Dr. William Fray Vendley was the Secretary General of the World Conference of Religions for Peace (WCRP). He is a member of its World Council and coordinates the activities and projects of WCRP's Inter-religious Councils in 96 countries and in five regions, including the Africa, Asia Europe, Latin America, and the Middle East. He is a member of the Council on Foreign Relations.

Religions for Peace is the world's largest and most representative multi-religious coalition advancing common action among the religious communities to stop war, address poverty, and protect the earth.

Vendley assumed leadership of Religions for Peace International in 1994. He works in situations of armed conflict to mobilize and equip religious communities to build peace. In Ethiopia, Eritrea, Sierra Leone, Liberia, Indonesia, Sri Lanka, and Iraq and other countries, he has led multi-religious efforts to prevent conflicts, mediate peace among warring parties, and rebuild societies in the aftermath of violence.

Notable among Religions for Peace developments during Vendley's tenure is the Hope for African Children Initiative, which he co-founded with CARE, Save the Children, and Plan International to target the needs of African children orphaned by HIV/AIDS. The initiative resulted in over US$50 million being raised to equip African communities, particularly religious communities, as actors in the fight against AIDS, and included the creative engagement of grassroots congregations in the provision of needed services.

Vendley is a pioneer in employing religious cooperation to help resolve conflict.

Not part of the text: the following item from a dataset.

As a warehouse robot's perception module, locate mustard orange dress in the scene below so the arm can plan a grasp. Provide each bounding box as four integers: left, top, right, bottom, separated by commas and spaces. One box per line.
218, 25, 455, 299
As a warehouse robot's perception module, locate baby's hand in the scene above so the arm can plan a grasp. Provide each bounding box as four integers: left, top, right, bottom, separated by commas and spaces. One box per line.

For example, he facilitated the establishment of the Religions for Peace Inter-religious Council of Bosnia-Herzegovina in the immediate aftermath of the civil war, which resulted in its setting forth an historic commitment of the religious communities to re-build a single, multi-ethnic Bosnia. He established the Religions for Peace Inter-religious Council of Sierra Leone and served as a consultant in the peace talks in Lome, Togo, that ended the violent conflict between the Sierra Leone government and rebels. He convened senior Iraqi religious leaders in Amman three weeks after the occupation of Iraq resulting in their commitment to develop an Inter-religious Council of Iraq and equipped them to cooperate in the provision of humanitarian assistance.

Vendley lectures frequently in academic, United Nations, and NGO fora. He has been awarded numerous prizes for religion and human rights, and serves on the boards of a number of organizations ranging from the fine arts to those committed to peace building. He is a member the Council on Foreign Relations Religious Committee, the Center for Interfaith Action on Global Poverty, an advisor to the Clinton Global Initiative Religion Forum, an advisor to UNICEF on global partnerships, and a member of the Saudi-based 2008 Madrid World Conference on Dialogue Committee.

Vendley is a theologian and has served as a professor and dean in graduate schools of theology. Born and raised in Indiana, he earned his BA from Purdue University (1971) and was the recipient of the Distinguished Alumni for Science award. He has a MA from Maryknoll School of Theology (1976) and a Ph.D. from Fordham University (1984).

Vendley is fluent in Japanese. He is married to Yasuko Vendley. They reside in New York.

At the 10th Religion for Peace world Assembly convened in Lindau, Germany, in August 2019, Vendley finished his term as secretary general. He was replaced by Dr. Azza Karam.